I have spent the last 22 years teaching men to heal the wounds of our fathers.  Our circles are built for this deep masculine soul work.  My gang initiation as a 9 year old New York street boy has given way to the initiation of grown men.  We have been drawn together to rediscover this ancient rite of passage that our culture has sadly and dangerously forgotten.  The old earth based cultures have always known that a man cannot take his rightful place in the tribe unless he separated from the mother.

In these tribes, the young boys would sleep in the huts or houses with the women.  When the boys reached the age of 8 or 10 or 12, the older men would come to the houses in the middle of the night, and steal the boys away from the mothers.  The women would put up a mock resistance, yelling and crying and pleading with the men not to take their little boys.  But after the men had taken the boys away, the women would laugh and chat and drink tea and smoke.  The little boys that remained would be very confused.

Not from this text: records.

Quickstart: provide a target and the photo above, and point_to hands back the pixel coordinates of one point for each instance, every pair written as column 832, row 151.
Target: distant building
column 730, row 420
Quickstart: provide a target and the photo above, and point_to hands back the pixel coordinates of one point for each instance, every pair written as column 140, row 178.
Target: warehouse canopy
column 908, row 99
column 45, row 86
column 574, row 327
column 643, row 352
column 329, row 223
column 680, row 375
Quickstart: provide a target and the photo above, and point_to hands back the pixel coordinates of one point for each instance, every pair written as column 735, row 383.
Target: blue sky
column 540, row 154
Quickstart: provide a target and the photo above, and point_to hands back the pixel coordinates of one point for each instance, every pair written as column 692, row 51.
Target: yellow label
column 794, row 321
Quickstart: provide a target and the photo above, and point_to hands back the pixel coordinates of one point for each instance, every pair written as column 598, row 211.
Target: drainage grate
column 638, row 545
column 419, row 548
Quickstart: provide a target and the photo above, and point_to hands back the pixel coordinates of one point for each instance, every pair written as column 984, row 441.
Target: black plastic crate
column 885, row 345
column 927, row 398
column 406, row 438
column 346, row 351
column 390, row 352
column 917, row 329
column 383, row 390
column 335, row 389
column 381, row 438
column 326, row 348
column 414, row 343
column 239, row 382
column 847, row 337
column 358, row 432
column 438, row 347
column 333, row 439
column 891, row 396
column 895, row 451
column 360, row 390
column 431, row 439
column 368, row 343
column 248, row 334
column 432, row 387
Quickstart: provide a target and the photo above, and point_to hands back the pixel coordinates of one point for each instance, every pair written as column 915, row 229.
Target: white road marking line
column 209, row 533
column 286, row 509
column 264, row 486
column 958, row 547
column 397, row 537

The fathers, grandfathers, uncles, cousins, and older boys were all part of this grand design.  They would take the young initiates into the mountains or the forest or the jungle or the desert and teach them the ways of the tribe.  The boys would be steeped in the mythology of the culture, listening to the stories of their collective past.  The men would teach the boys how to use the tools and weapons that were vital to the survival of the tribe.  They would learn about the animals and the plants…how to hunt, how to listen and learn from the natural environment.  They would teach them the songs, the technologies, and the ways of men.  They would teach them about women, about men’s and women’s bodies, and how to treat women and children.  The boys were asked to perform some kind of heroic deed, and their survival was not always guaranteed.  They would feel pain and great discomfort.  Each boy would be left alone at night and have to fight for his survival.  He would often come face to face with his own animal spirit.  When he returned, all the men would celebrate.  It was weeks, months, or maybe even a year that the boy did not see a female.  Upon his return, the mothers would grieve the loss of the boy and welcome the return of the man.  Each young man would know his rightful place in the tribe.

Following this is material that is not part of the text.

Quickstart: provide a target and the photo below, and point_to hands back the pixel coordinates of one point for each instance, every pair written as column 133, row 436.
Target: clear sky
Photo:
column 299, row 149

Over the years, with the development of modern and post-modern culture, men have lost this essential rite of passage.  Boys grow up without the active involvement of older men.  Fathers spend very little time with their sons, and even when they do, there is no real transmission of ancient wisdom and soulful material.  The father himself is lost, for he was not initiated either.  A man cannot teach what he has not himself learned, and so we have lost boys seeding lost boys.  Men pay a dear price for this loss, the sons pay the price, and it continues over the generations.  And the sad thing is, most men don’t even know it.